If demonstrated by the women I interviewed, the prognosis for recovery of that bond is good, so long as the cult experience is dealt with honestly and openly. Though it is a devastating way to learn, many of these mothers felt that they had gained a deep and lasting understanding of issues of power abuse and that, in most cases, they were able to pass this on to their children. They shared a strong desire to encourage critical and independent thinking in their children.
It is my hope that these mothers’ stories will not be wasted: that those of us who are concerned about cults will continue to study the experiences of cult survivors in order to effectively educate and inform the public to prevent future tragedies.
What do you think about this article? Do you agree? Have you read Alex’s new book? Do you have a story about mothering in a high-control situation that you’d like to share? We’d love to hear from you!
Atack, J. (1990). A piece of blue sky. New York: Lyle Stuart.
Boulette, T.R., & Andersen, S.M. (1986). “Mind control” and the battering of women. Cultic Studies Journal, 3,1, 25-35.
Connor, R. (1979). Walled in: The true story of a cult. New York: Signet.
Deikman, A.J. (1990). The wrong way home. Boston, MA: Beacon Press.
Feinsod, E. (1981). Awake in a nightmare. New York: Norton.
Langone, M.D. (Ed.). (1993). Recovery from cults: Help for victims of psychological and spiritual abuse. New York: Norton.
Singer, M.T., with Lalich, J. (1995). Cults in our midst: The hidden menace in our everyday lives. San Francisco, CA: Jossey-Bass.
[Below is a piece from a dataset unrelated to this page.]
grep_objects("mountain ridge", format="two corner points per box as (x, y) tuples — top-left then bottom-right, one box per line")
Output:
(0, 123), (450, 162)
Tobias, M.L., & Lalich, J. (1994). Captive hearts, captive minds: Freedom and recovery from cults and abusive relationships. Alameda, CA: Hunter House.
I would like to acknowledge the brave women who shared their stories with me.
N/B: Although this piece was written in 1997, the issues are even more relevant today, and much research is still needed into the situations of families in cults; we hope our reprinting this here sparks more discussion.